Gostava
de jipe, não de automóvel, e dirigia com extrema cautela. Evitava o
centro urbano, e quando tinha de ir até lá, descrevia longas voltas
e terminava a pé, para não se expor ao tráfego desembestado das
ruas principais. Os filhos riam, pondo em dúvida sua capacidade no
volante. Mas todos arrebentavam a máquina, ao usá-la, e ele tinha
como pequena glória nunca ter dado uma batida.
Como
pequena glória. Porque as maiores eram as que lhe vinham do sítio.
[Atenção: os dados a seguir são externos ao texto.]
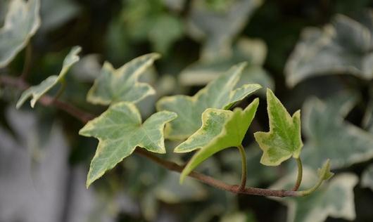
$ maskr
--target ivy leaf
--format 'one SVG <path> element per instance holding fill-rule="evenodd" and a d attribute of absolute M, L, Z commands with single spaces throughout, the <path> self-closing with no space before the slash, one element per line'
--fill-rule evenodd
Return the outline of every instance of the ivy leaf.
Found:
<path fill-rule="evenodd" d="M 70 53 L 66 56 L 65 60 L 63 60 L 63 64 L 62 65 L 62 69 L 60 72 L 60 74 L 57 75 L 52 75 L 44 79 L 39 85 L 33 86 L 25 91 L 20 96 L 18 101 L 17 102 L 16 107 L 17 109 L 20 108 L 22 105 L 30 97 L 32 97 L 30 104 L 31 107 L 34 107 L 37 101 L 42 97 L 43 95 L 46 93 L 53 86 L 56 86 L 57 83 L 63 81 L 65 77 L 65 75 L 69 70 L 69 69 L 79 61 L 79 56 L 77 54 L 80 52 L 82 48 L 80 46 L 74 46 L 70 51 Z"/>
<path fill-rule="evenodd" d="M 305 29 L 286 65 L 288 84 L 293 86 L 312 76 L 331 73 L 373 78 L 373 13 L 361 14 L 361 22 L 337 15 L 322 30 Z"/>
<path fill-rule="evenodd" d="M 242 71 L 237 86 L 257 83 L 264 88 L 274 89 L 273 79 L 262 67 L 266 56 L 267 46 L 263 41 L 240 38 L 234 45 L 230 56 L 212 61 L 200 59 L 182 71 L 178 76 L 179 81 L 182 85 L 187 86 L 206 85 L 232 65 L 245 61 L 248 62 L 248 65 Z"/>
<path fill-rule="evenodd" d="M 166 124 L 166 138 L 172 140 L 188 138 L 202 124 L 201 115 L 207 108 L 229 109 L 236 102 L 260 89 L 259 84 L 245 84 L 233 90 L 244 66 L 244 63 L 233 66 L 194 96 L 177 95 L 161 98 L 157 103 L 157 110 L 175 112 L 178 117 Z"/>
<path fill-rule="evenodd" d="M 228 56 L 233 39 L 262 3 L 261 0 L 226 1 L 217 8 L 211 5 L 214 3 L 192 1 L 187 28 L 193 38 L 205 42 L 201 58 L 211 61 Z"/>
<path fill-rule="evenodd" d="M 277 166 L 291 156 L 298 158 L 303 145 L 301 138 L 301 111 L 291 117 L 281 101 L 267 89 L 270 131 L 256 132 L 255 141 L 263 150 L 260 163 Z"/>
<path fill-rule="evenodd" d="M 361 176 L 361 186 L 373 190 L 373 164 L 369 165 Z"/>
<path fill-rule="evenodd" d="M 180 182 L 182 183 L 193 169 L 215 153 L 241 145 L 258 105 L 259 99 L 256 98 L 244 110 L 237 107 L 234 111 L 207 109 L 203 112 L 202 126 L 175 149 L 177 152 L 201 149 L 182 171 Z"/>
<path fill-rule="evenodd" d="M 95 137 L 99 142 L 91 162 L 87 187 L 131 155 L 137 146 L 151 152 L 165 153 L 163 127 L 176 117 L 175 113 L 162 111 L 141 123 L 140 113 L 134 105 L 121 102 L 89 121 L 79 133 Z"/>
<path fill-rule="evenodd" d="M 291 188 L 295 175 L 289 175 L 270 188 Z M 308 188 L 317 181 L 317 176 L 304 168 L 300 190 Z M 343 173 L 335 176 L 311 195 L 302 197 L 270 197 L 288 207 L 287 221 L 322 222 L 328 216 L 353 220 L 355 217 L 353 188 L 358 183 L 356 175 Z"/>
<path fill-rule="evenodd" d="M 331 168 L 337 169 L 373 157 L 372 134 L 343 119 L 358 98 L 355 94 L 343 93 L 326 101 L 313 98 L 305 103 L 305 164 L 315 168 L 329 158 Z"/>
<path fill-rule="evenodd" d="M 0 68 L 7 65 L 40 26 L 39 0 L 13 0 L 0 29 Z"/>
<path fill-rule="evenodd" d="M 156 91 L 149 84 L 139 82 L 138 79 L 159 58 L 158 53 L 146 54 L 133 59 L 118 70 L 106 62 L 100 76 L 88 92 L 87 100 L 105 105 L 120 101 L 137 103 L 155 94 Z"/>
Possuíra fazenda, agora tinha sítio. E ficava feliz quando o jipe
tropicador o levava para a modesta pasárgada. Esquecendo-se da
idade, punha exagero de moço — trinta anos depois — em capinar,
plantar, podar; se chovia, plantava mentalmente. Orgulhava-se de
produzir não só frutas tropicais como subtropicais. Um cruzamento
de espécies, determinando novo sabor, nova forma ou colorido, era
uma festa para ele. O sítio confinava com uma fazenda; matava
saudades do antigo latifúndio ouvindo, à distância, o vozeio dos
vaqueiros e o urro do jumento, pontual como um relógio.
Bacharel?
Sim, fizera o curso de Direito, tirara diploma, se necessário lutava
contra empresas poderosas, e vencia, sem ligar muito a isso. Guardava
os livros essenciais ao exercício da profissão, só esses, no
pequeno armário envidraçado. Sua consulta constante era às
sementes, à terra, ao tempo; nem se lembrava mais de que, na
mocidade, cultivara as letras, escrevera poemas em prosa
neossimbolistas, induzira o irmão menor a seguir o ofício de juntar
palavras. Em 1959 bateu um recorde negativo, escrevendo só quatro
cartas, profissionais e concisas.
Anos
e anos escoados na cidadezinha natal, entre problemas pequenos e
grandes que nunca se resolviam. Tentou ajudar a resolvê-los, na
oposição. No governo era impossível; não tinha paixão bastante
para ser injusto ou odioso. Outros disputassem esse ou aquele posto
importante, ele nem vereador quis ser. Mudou de terra e de vida. No
fim, espectador enjoado, dizia aos políticos: “Seria melhor que
fizessem como eu, indo plantar, tirar formiga, limpar galinheiro”.
E
vieram os filhos, muitos. Vieram netos, mais de vinte. O jardim e a
casa no alto da rua palpitavam de barulho. Ele, que em moço mal
suportava o tinir de um copo quebrado, agora enchia os ouvidos e a
alma com aquela algazarra maluca. A filha mais nova, nascida depois
de longo intervalo, encantava-o: um dia, brincando com ela,
esqueceu-se e chamou-a de netinha; era a “rapa do tacho”.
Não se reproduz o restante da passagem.